In production I collect MetricKit's MXMetricPayload daily and stream it to BigQuery. The two signals I watch most are average footprint per cumulativeForegroundTime and MXAppLaunchMetric.histogrammedTimeToFirstDraw. After introducing Tier 2 release, the latter improved by 180ms at p95 — the kind of slow-burn UX improvement users notice without being able to name it.
import MetricKitfinal class MetricsReporter: NSObject, MXMetricManagerSubscriber { func didReceive(_ payloads: [MXMetricPayload]) { for payload in payloads { guard let memory = payload.memoryMetrics else { continue } // Send averages and peaks to a Cloudflare Workers endpoint. // Always include device model, OS version, and app version. Task { await MetricsClient.shared.report( averageMB: memory.averageSuspendedMemory.averageMeasurement.value / 1_048_576, peakMB: memory.peakMemoryUsage.value / 1_048_576 ) } } }}
The concrete path from 4.3% to 0.36% OOM rate
Here's the order in which I shipped the work and the OOM rate at each stage. I keep this record in Notion because I can never remember afterward which change was the real lever.

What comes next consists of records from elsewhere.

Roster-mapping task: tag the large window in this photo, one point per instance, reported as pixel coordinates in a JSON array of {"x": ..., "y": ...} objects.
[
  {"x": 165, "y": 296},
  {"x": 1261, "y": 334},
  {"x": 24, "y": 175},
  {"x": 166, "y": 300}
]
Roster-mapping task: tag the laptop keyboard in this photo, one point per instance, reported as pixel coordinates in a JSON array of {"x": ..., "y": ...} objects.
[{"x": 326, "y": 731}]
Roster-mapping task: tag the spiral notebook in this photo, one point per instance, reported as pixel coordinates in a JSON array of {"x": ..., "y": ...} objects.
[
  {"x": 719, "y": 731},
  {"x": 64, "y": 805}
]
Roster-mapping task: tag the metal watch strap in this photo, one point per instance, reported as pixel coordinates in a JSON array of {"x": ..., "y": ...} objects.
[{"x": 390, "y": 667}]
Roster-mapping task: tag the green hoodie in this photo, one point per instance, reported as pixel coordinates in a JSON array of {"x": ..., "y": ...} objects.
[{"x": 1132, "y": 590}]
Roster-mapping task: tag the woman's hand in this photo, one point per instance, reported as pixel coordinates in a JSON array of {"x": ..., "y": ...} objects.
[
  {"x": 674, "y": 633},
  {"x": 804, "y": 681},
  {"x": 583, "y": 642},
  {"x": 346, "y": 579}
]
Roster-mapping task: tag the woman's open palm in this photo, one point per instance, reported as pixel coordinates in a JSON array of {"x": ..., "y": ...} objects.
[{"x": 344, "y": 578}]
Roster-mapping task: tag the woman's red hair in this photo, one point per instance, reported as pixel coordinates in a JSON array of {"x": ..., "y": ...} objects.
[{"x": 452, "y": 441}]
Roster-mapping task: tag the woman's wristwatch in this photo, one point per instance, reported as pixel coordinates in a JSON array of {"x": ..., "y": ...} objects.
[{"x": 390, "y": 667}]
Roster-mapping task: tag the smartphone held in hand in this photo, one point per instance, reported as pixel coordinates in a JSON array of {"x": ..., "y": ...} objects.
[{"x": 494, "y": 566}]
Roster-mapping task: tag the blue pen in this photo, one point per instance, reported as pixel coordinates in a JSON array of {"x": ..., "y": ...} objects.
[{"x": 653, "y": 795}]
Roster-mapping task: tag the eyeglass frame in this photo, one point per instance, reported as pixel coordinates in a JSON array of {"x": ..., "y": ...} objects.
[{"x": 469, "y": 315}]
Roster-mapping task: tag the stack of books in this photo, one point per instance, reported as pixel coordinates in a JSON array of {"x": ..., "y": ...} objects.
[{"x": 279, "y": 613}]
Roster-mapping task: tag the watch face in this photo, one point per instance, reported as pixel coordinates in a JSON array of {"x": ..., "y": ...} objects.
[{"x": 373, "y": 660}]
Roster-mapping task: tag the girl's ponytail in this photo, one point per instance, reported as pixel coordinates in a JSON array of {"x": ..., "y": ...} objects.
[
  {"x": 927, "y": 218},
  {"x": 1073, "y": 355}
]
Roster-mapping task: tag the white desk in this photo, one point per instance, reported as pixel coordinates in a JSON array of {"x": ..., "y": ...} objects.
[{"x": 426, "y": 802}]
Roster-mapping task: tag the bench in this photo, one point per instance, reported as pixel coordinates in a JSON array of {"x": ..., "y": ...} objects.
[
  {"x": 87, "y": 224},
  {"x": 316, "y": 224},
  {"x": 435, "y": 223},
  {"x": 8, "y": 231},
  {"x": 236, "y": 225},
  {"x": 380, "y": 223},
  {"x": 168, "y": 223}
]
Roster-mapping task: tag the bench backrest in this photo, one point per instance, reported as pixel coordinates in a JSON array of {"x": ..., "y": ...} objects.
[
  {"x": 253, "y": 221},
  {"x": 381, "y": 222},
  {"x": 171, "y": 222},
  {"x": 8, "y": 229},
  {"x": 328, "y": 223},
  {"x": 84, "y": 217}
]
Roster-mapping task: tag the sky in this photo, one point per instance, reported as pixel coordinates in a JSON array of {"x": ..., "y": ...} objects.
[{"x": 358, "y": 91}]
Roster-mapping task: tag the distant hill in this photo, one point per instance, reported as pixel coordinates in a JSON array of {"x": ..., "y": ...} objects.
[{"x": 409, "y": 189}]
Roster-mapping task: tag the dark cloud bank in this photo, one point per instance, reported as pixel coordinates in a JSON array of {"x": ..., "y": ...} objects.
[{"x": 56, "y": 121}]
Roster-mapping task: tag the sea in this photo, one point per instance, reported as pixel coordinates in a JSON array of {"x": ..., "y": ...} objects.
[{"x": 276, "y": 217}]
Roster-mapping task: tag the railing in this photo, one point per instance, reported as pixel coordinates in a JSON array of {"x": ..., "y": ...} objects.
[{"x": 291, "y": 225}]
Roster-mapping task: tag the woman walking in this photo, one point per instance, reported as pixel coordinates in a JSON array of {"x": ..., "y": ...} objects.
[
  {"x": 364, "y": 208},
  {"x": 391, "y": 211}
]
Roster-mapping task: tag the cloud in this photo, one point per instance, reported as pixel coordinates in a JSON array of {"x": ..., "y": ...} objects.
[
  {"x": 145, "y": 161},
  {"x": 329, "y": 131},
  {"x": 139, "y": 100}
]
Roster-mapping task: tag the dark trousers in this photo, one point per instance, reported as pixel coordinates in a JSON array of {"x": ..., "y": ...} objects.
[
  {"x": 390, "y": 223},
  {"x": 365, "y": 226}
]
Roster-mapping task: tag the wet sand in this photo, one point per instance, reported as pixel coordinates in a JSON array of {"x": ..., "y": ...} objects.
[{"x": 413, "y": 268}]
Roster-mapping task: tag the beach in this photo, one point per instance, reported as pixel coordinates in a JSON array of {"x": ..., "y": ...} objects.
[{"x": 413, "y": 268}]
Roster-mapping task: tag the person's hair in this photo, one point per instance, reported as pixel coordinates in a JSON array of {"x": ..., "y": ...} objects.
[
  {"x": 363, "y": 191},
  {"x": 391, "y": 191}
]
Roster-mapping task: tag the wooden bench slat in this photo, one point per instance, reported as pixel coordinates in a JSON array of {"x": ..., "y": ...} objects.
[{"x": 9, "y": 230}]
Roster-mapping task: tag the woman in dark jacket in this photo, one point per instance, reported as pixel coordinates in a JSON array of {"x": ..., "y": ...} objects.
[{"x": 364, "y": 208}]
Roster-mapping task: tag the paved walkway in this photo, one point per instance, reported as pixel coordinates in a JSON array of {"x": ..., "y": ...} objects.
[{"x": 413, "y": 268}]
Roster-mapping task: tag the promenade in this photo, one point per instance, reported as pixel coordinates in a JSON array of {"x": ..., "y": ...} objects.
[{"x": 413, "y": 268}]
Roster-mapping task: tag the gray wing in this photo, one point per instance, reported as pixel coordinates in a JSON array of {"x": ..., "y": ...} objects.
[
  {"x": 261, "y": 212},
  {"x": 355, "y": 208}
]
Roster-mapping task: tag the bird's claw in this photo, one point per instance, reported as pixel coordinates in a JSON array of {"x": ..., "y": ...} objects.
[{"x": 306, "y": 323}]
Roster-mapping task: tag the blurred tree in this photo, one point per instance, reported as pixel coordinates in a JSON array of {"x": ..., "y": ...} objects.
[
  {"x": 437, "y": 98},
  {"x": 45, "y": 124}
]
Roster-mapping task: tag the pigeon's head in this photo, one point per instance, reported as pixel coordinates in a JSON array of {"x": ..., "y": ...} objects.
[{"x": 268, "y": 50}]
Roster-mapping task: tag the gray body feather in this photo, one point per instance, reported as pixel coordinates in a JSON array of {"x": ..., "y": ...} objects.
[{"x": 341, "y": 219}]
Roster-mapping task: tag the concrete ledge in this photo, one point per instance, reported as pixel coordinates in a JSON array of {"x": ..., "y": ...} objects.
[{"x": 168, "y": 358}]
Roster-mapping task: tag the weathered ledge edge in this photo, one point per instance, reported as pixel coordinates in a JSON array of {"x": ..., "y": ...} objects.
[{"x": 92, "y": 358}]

Before any work (2025-11): OOM 4.3% / average Resident Size 540MB / Crashlytics has "OOM" at the top of the list
After Tier 1 (disk cache): 4.1% — within noise. By itself, this is barely a Band-Aid
After Tier 2 (decoded bitmaps): 2.4% — large improvement. The image cache was clearly the dominant factor
After Tier 5 (low-res placeholder swap): 0.9% — big drop on 4GB devices
After Tier 3 & 4 (animation buffers and adjacent prefetch): 0.36% — iPad mini 6 numbers finally cleaned up
The whole effort took about 3 weeks, but roughly 70% of the benefit came from Tier 2 alone. If you're an indie developer with limited time, my recommendation is to start with Tiers 1 and 2 together. Tiers 3 through 5 vary by device and usage pattern, so it's worth watching MetricKit numbers before investing the time.
Specifics for Rork-built projects
If you ship the Expo project that Rork outputs straight through EAS, Hermes is enabled by default. Hermes keeps the JS heap relatively small, but native-side caches are a separate concern, so this design still applies as is.
Two caveats to keep in mind. First, modules like Expo Image Picker and Camera that temporarily allocate large buffers expose their own release APIs (releasePreviewBuffers and similar). Register those at Tier 3 or 4; by default they hold onto memory and won't release on warning automatically.
Second, the Expo Modules threading model. An @objc(MemoryPressureManager) class instance is initialized on the main thread by default. NotificationCenter.default.addObserver must be called on the main thread anyway, so the code above is fine. But the JS event emitter dispatched from escalateRelease runs on the JS thread, so any work that needs hard real-time on the native side (such as releasing audio buffers) should stay on the Swift side end-to-end.
Next steps
When adopting this design in your own app, I recommend the following order.
Add a single native module that subscribes to UIApplication.didReceiveMemoryWarningNotification.
Set up memoryBus on the JS side and start with just the Expo Image Tier 1/2 registration.
Measure OOM rate before and after with Instruments to confirm the effect.
Add MetricKit so you can observe production memory peaks on a daily cadence.
Then layer in your app's specific cache layers (API responses, map tiles, audio) at Tiers 3 and 4.
Thanks for reading. I hope it helps you stabilize your own Rork-built apps.